AlbertShiu 2023-10-18 10:37:48 ‧ 2585 瀏覽

分享至

安裝Pytorch

pip3 install torch torchvision torchaudio

或在Conda環境可以使用以下程式碼：

conda install pytorch torchvision torchaudio pytorch-cuda=11.7 -c pytorch -c nvidia

建立一個基於Pytorch的Transformer模型步驟

Step1_匯入相關套件與模組

import torch
import torch.nn as nn
import torch.optim as optim
import torch.utils.data as data
import math
import copy

Step2_定義各基礎模組：多重注意力、位置向前饋網路、位置編碼

Multi-head Attention(多重注意力)

class MultiHeadAttention(nn.Module):
    def __init__(self, d_model, num_heads):
		'''
		The initialization checks if d_model is divisible by num_heads, 
		and then defines the transformation weights for query, key, value, and output.
		'''
        
		super(MultiHeadAttention, self).__init__()
        # Ensure that the model dimension (d_model) is divisible by the number of heads
        assert d_model % num_heads == 0, "d_model must be divisible by num_heads"
        
        # Initialize dimensions
        self.d_model = d_model # Model's dimension
        self.num_heads = num_heads # Number of attention heads
        self.d_k = d_model // num_heads # Dimension of each head's key, query, and value
        
        # Linear layers for transforming inputs
        self.W_q = nn.Linear(d_model, d_model) # Query transformation
        self.W_k = nn.Linear(d_model, d_model) # Key transformation
        self.W_v = nn.Linear(d_model, d_model) # Value transformation
        self.W_o = nn.Linear(d_model, d_model) # Output transformation
        
    def scaled_dot_product_attention(self, Q, K, V, mask=None):
        # Calculate attention scores
		# Calculating Attention Scores.

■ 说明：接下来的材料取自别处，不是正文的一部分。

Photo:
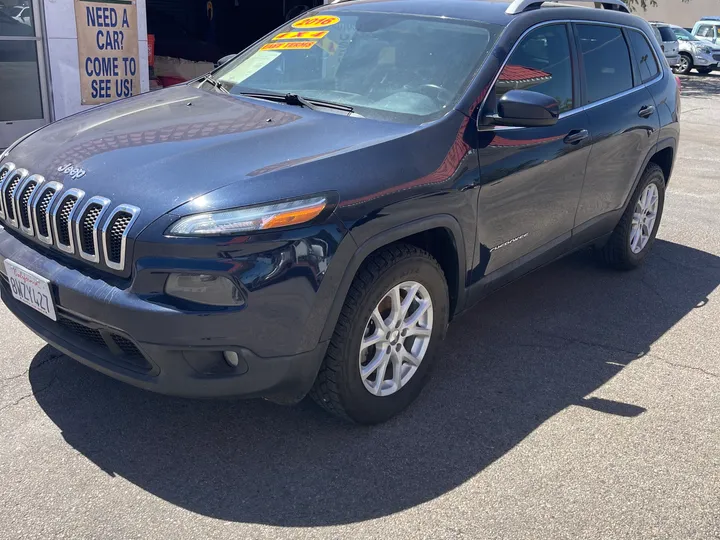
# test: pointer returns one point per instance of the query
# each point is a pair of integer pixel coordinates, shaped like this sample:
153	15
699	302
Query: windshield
683	35
390	66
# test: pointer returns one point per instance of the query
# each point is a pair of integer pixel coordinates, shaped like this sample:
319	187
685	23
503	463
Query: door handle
646	112
576	135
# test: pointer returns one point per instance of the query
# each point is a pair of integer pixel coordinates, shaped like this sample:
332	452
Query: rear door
622	115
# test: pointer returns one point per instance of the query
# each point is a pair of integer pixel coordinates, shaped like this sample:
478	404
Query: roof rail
520	6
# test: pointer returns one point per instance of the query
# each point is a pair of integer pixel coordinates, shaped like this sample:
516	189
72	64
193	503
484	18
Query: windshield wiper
300	101
217	84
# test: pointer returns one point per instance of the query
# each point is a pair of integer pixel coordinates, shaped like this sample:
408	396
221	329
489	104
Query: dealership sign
108	50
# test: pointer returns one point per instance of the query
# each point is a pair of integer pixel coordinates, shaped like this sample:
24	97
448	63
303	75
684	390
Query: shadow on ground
533	349
700	86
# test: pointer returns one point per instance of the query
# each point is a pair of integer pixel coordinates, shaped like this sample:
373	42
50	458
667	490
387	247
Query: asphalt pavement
576	403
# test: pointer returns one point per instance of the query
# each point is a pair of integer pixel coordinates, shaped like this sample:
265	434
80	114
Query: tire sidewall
653	177
359	403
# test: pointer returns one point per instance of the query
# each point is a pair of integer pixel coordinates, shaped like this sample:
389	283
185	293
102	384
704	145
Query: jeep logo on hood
73	172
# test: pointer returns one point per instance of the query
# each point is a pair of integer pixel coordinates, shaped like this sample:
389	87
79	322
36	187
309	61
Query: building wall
63	61
683	14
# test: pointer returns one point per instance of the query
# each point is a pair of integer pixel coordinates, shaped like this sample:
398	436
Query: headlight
256	218
204	289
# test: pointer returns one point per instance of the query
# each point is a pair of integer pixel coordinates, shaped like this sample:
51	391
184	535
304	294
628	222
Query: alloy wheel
396	338
644	218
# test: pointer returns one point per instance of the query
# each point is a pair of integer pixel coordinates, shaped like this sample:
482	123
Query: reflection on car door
531	177
622	117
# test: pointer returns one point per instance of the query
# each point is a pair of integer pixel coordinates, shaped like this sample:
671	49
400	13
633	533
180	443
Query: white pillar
63	61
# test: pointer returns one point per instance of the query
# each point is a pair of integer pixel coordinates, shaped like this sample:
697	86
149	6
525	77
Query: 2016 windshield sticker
288	45
310	34
319	21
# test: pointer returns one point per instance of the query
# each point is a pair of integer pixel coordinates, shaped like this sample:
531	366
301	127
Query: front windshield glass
684	35
390	66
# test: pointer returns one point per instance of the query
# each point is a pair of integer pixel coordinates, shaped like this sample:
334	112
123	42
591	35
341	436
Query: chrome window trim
39	180
78	221
587	106
134	212
22	173
58	187
10	167
70	192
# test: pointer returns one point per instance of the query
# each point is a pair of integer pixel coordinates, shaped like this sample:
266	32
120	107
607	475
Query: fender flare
385	238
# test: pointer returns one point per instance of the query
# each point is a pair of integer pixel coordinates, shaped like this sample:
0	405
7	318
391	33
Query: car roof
479	10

Here, the attention scores are calculated by taking
		# the dot product of queries (Q) and keys (K), and then scaling by the square root 
		# of the key dimension (d_k).
        attn_scores = torch.matmul(Q, K.transpose(-2, -1)) / math.sqrt(self.d_k)
        
        # Apply mask if provided (useful for preventing attention to certain parts like padding)
        # If a mask is provided, it is applied to the attention scores to mask out specific 
        # values.
		if mask is not None:
            attn_scores = attn_scores.masked_fill(mask == 0, -1e9)
        
        # Softmax is applied to obtain attention probabilities
        # Calculating Attention Weights: The attention scores are passed through a softmax 
        # function
		# to convert them into probabilities that sum to 1.
		attn_probs = torch.softmax(attn_scores, dim=-1)
        
        # Multiply by values to obtain the final output
        # Calculating Output: The final output of the attention is calculated by multiplying the
		# attention weights by the values (V).
		output = torch.matmul(attn_probs, V)
        return output
        
    def split_heads(self, x):
		'''
        Reshape the input to have num_heads for multi-head attention.This method reshapes the 
		input x into the shape (batch_size, num_heads, seq_length, d_k). It enables the model 
		to process multiple attention heads concurrently, allowing for parallel computation.
		'''
        batch_size, seq_length, d_model = x.size()
        return x.view(batch_size, seq_length, self.num_heads, self.d_k).transpose(1, 2)
        
    def combine_heads(self, x):
		'''
        Combine the multiple heads back to original shape. After applying attention to each 
		head separately, this method combines the results back into a single tensor of shape 
		(batch_size, seq_length, d_model). This prepares the result for further processing.
		'''
		batch_size, _, seq_length, d_k = x.size()
        return x.transpose(1, 2).contiguous().view(batch_size, seq_length, self.d_model)
        
    def forward(self, Q, K, V, mask=None):
		'''
		The forward method is where the actual computation happens
		'''
        # Apply linear transformations and split heads
        Q = self.split_heads(self.W_q(Q))
        K = self.split_heads(self.W_k(K))
        V = self.split_heads(self.W_v(V))
        
        # Perform scaled dot-product attention
        attn_output = self.scaled_dot_product_attention(Q, K, V, mask)
        
        # Combine heads and apply output transformation
        output = self.W_o(self.combine_heads(attn_output))
        return output

綜上所述，MultiHeadAttention 級別封裝了 Transformer 模型中常用的多重注意力機制。它負責將輸入分成多個注意力頭，對每個頭施加注意力然後組合結果，因此模型可以捕捉不同尺度的輸入資料中各種關係，提高模型的表達能力。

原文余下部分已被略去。